Bu süreçte, enflasyonun kontrol altına alındığı gibi bir görüntü yaratılmış ve başarılı, parlak bir ekonominin hikayesi oluşturulmaya başlanmıştır.
"İstikrar" içinde olduğu söylenen bütün ekonomilerde olduğu gibi Arjantin'de de sanal büyümeye uygun olarak harcamalarda muazzam bir artış yaşanmış ve ülkenin dış borç stoğu sürdürülemez büyüklüklere ulaşmıştır.
Dört yıl öncesinde de derin bir ekonomik durgunluğa giren Arjantin'de, Hükümet bir kez daha Uluslar arası Para Fonu'na (IMF) başvurmuş ve "yeniden, borçlarını çevirebilen bir ülke konumuna gelebilmek için" mali destek talebinde bulunmuştur.
Daha sonra, yinelenen bu talepler Amerika Birleşik Devletleri (ABD) başkanları Bill Clinton ve George W. Bush yönetimlerince de desteklenmiş ve geçen yıl IMF iki kez ülkeyi kurtarmaya gelmiştir.
Yaşanan Türkiye'nin de hikayesi
Bu kredi anlaşmalarında amaç, politik bir deneme tahtası haline gelen sabit döviz kuru sisteminin devamını sağlamaktı.
Böylece, 132 milyar dolara ulaşan dış borcun geri ödemelerinde olası bir "gecikme" engellenebilecek, ve yabancı yatırımcılarla ilişkinin iyi düzeyde sürdürülmesi sağlanabilecekti.

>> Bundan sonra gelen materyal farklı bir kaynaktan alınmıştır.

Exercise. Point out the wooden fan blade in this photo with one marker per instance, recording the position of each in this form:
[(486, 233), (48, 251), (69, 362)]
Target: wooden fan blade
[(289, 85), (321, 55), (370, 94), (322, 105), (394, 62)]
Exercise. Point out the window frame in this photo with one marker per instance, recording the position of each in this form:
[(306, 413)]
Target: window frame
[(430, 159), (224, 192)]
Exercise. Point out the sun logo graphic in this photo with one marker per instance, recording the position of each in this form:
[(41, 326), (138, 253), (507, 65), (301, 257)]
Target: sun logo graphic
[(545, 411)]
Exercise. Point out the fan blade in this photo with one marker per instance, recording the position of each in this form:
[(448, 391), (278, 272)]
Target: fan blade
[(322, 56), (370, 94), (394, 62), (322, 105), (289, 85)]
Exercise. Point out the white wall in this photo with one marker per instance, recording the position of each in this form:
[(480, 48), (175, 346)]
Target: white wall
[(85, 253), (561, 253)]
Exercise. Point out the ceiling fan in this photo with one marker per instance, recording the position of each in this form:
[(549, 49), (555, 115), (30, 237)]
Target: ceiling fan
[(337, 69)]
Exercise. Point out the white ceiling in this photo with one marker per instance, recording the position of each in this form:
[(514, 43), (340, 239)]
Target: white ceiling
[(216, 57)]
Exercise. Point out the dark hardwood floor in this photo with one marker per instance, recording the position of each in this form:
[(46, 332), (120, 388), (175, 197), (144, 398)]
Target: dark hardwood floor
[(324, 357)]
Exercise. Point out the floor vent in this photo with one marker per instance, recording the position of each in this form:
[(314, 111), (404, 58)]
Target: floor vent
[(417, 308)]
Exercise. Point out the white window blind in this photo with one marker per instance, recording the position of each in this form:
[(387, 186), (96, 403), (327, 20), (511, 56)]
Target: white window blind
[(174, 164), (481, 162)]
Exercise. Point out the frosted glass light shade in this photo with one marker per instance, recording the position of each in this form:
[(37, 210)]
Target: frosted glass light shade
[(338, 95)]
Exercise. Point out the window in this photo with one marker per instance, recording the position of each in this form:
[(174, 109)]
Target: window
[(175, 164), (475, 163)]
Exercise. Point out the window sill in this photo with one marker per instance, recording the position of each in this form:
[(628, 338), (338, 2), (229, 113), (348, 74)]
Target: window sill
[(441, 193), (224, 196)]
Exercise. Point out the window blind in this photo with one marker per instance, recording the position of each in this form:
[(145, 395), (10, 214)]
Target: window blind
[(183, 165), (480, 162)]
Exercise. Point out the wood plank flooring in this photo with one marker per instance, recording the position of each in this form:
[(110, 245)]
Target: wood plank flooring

Mali yardım paketlerinde, IMF'nin sağladığı mali destek her zaman olduğu gibi koşullu oluyor ve koşullar, ne olursa olsun dış borçların, takvimine uygun olarak geri ödenmesini garanti altına alma amacına hizmet edecek biçimde belirleniyordu.
Örneğin; derin bir resesyon içinde kıvranan ülkede, harcamaların daha da kısılması bir kredi anlaşmasının ön koşulunu oluşturabiliyordu.
Buraya kadar, hikaye Türkiye'deki ile büyük benzerlikler taşıyor.
Mali krizi engellemek
IMF'nin baş ekonomistlerinden Michael Mussa'ya göre, Arjantin'deki politik ve ekonomik durum bugüne oranla daha istikrarlı olsaydı bile, borç ödemelerinin ertelenmesi ya da ulusal paranın devalüe edilmesi benzeri bir girişim söz konusu olduğunda bölgede geniş çaplı bir mali krizin yaşanmasına engel olmak mümkün olamayacaktı.
Yaşananlardan çıkarılan ders ise "IMF'nin, insanlar sokağa dökülmeden önce HAYIR demeyi öğrenmesi".
Bu ders, gerek IMF'nin ve gerekse ekonomi uzmanlarının önemli bir bölümünün, ülkede kriz başladıktan sonra, Ağustos ayında yapılan kredi anlaşması konusunda ikileme düşmesi ve "eğer Aralık ayı yerine Ağustos ayında Arjantin'e "HAYIR" denmiş olsaydı kriz bu denli ağır yaşanmazdı" şeklinde düşünüyor olmasından kaynaklanıyor.
Öte yandan, Arjantin'in Ağustos ve Eylül ayındaki manzarasına bakınca, bu mazeretlerin ne kadar geçersiz ve anlamsız kaldığını görüyoruz.
Ağustos ayındaki kredi anlaşmasının yanlışlığı üzerine 5 Eylül tarihinde Los Angeles Times'da yayınlanan bir makale IMF Yönetiminden büyük bir tepki alıyor.
Kur destek gördü
15 Eylül günü aynı gazetede IMF- Dış İlişkiler Bölümü (External Relations Department) imzasıyla çıkan tekzipte bakın neler yazıyor:
* IMF ile yapılan yeni anlaşmanın riskleri olduğu doğrudur. Fakat, Arjantin'e uygulanan reform reçetesi doğru bir reçetedir ve güçlü bir uluslar arası desteği hak etmektedir.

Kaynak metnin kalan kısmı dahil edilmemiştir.